Frankie estava completamente mudado, depois de cinco anos havia adotado cabelos mais compridos, não exagerados, apenas deixava que a franja cobrisse boa parte de sua testa. Os fios escuros como a noite caiam lisos até a altura de sua orelha — que pude notar ainda conter alargadores-, dando contraste com a pele alva. Sua beleza havia sido renovada.

Assim que se aproximou de onde estávamos Alex se levantou abraçando o recém chegado, sendo correspondido de imediato.

“Essa é Julie, minha noiva” Alex apresentou.

“É bonita como havia me dito” Frankie sorriu para minha irmã e a beijou no rosto educadamente. Pude ver a mesma sorrir envergonhada e apenas acenar levemente.

Julie não o reconheceu em momento algum, talvez por nunca terem dito muito contato. Na época que estive com Frankie minha irmã vivia uma fase confusa com um namorado complemente errado, estava mais focada em seu relacionamento do que com quem eu saia.

“E este é seu irmão, Phillippe”

Quando o moreno se virou para me cumprimentar foi como se tudo ao nosso redor houvesse parado, poderia até dizer ser como aquelas cenas contidas em filmes melosos. Nossos olhos se encontraram e mude sentir um arrepio percorrer todo meu corpo me fazendo frágil diante daqueles esverdeados.

Nunca pude perdoar sua partida, mesmo que precisasse apenas de um perdão dito dentro de mim mesmo. Frankie foi a primeira pessoa pela qual me apaixonei, era um adolescente quando aconteceu, foi também o primeiro menino que beijei. Nosso namoro –se é que poderia chamar assim- durou apenas oito meses e acabou com ele dizendo que estava com problemas e não poderia continuar. Simples assim, quebrou meu coração e se mudou para longe.

Era assustador como olhar para aqueles olhos ainda conseguisse enxergar nosso primeiro beijo.

Estávamos em meu quarto terminando um trabalho de biologia. Nossas notas estavam baixíssimas, corríamos o risco de reprovar e isso não estava em nossos planos, por esse fato passávamos muito tempo em meu quarto fazendo trabalhos ou estudando para provas, mesmo que esse nunca tenha sido nosso forte. Erámos obrigados.

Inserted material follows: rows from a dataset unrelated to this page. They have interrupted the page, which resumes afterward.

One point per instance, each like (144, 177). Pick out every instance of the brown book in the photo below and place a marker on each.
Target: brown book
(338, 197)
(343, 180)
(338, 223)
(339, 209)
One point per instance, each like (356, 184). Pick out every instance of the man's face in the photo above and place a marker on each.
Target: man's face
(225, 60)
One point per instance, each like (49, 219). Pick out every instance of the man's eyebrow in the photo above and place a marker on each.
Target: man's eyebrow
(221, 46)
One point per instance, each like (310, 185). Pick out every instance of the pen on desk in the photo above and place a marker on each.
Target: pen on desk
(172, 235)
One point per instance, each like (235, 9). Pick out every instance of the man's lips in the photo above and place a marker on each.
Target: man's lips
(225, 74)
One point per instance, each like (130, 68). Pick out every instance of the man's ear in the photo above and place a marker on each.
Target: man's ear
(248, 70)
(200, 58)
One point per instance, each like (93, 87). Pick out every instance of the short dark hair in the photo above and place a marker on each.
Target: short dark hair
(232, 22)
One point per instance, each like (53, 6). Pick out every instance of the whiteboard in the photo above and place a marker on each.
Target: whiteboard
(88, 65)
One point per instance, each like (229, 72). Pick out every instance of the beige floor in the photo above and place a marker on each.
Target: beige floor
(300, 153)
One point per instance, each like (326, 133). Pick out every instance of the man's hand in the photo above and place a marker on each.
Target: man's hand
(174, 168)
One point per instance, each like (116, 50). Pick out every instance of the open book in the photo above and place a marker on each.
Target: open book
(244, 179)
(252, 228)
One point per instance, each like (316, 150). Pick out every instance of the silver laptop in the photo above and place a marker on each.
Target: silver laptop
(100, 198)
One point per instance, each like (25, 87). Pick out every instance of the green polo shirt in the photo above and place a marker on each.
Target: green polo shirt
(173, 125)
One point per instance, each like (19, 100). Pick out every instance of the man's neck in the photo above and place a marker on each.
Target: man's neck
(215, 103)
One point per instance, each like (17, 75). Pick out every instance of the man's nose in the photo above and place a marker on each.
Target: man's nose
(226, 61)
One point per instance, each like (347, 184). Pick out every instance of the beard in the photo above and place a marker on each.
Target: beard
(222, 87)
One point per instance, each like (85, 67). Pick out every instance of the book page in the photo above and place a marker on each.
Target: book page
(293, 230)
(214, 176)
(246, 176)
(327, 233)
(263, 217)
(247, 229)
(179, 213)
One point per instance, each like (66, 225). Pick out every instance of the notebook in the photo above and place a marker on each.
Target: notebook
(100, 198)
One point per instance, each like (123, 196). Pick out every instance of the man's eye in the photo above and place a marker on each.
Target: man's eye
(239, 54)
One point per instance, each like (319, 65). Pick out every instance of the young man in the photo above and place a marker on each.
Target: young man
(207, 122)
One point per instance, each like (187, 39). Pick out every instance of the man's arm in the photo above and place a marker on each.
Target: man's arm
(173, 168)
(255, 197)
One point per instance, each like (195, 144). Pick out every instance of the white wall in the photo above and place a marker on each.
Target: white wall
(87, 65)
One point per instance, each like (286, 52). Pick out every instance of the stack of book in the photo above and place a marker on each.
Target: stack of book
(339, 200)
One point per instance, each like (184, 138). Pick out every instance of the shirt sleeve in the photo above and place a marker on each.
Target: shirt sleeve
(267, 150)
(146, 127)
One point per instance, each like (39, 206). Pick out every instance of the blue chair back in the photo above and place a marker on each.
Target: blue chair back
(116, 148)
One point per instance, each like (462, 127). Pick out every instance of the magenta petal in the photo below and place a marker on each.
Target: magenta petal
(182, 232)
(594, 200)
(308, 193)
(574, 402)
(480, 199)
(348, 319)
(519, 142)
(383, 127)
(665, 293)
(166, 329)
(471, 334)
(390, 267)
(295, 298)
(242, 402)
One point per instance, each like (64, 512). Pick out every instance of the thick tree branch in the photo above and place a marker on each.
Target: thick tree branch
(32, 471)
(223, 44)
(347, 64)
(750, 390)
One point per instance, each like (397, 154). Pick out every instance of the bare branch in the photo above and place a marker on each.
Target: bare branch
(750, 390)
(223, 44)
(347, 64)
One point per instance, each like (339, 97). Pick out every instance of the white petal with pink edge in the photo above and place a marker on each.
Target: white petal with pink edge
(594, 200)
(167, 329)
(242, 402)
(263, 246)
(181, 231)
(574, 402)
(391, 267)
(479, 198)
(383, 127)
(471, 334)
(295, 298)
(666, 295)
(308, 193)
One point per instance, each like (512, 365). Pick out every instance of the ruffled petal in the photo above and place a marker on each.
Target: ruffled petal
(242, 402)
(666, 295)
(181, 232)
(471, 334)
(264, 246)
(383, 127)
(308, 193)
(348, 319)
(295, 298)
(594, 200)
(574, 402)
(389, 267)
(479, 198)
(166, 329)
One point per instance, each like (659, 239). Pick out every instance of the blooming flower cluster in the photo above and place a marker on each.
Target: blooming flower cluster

Frankie era meu melhor amigo desde os sete anos de idade, quando me mudei para o bairro e o conheci por ser vizinho ao lado. Desde então nos tornamos inseparáveis. Crescemos praticamente juntos, confiávamos um no outro de olhos fechados. Sempre achei ser uma amizade que duraria para sempre.

Em meio a vários livros e folhas de cadernos rabiscadas senti que era o momento certo para lhe confessar algo que estava me tirando o sono. Não existia ninguém melhor no mundo para compartilhar meus medos e novas experiências do que meu melhor amigo.

“Frankie...” O chamei.

“Hum?”

“Preciso contar uma coisa”

Seus olhos se levantaram do livro que lia e foram pousados sobre os meus que tinha certeza estarem aflitos. Tinha medo de sua reação, talvez medo de ser negado e perder sua amizade.

“É grave?” Perguntou.

“Depende”

“Depende de que? É ou não é”

“Acho que gosto de garotos” Despejei rapidamente.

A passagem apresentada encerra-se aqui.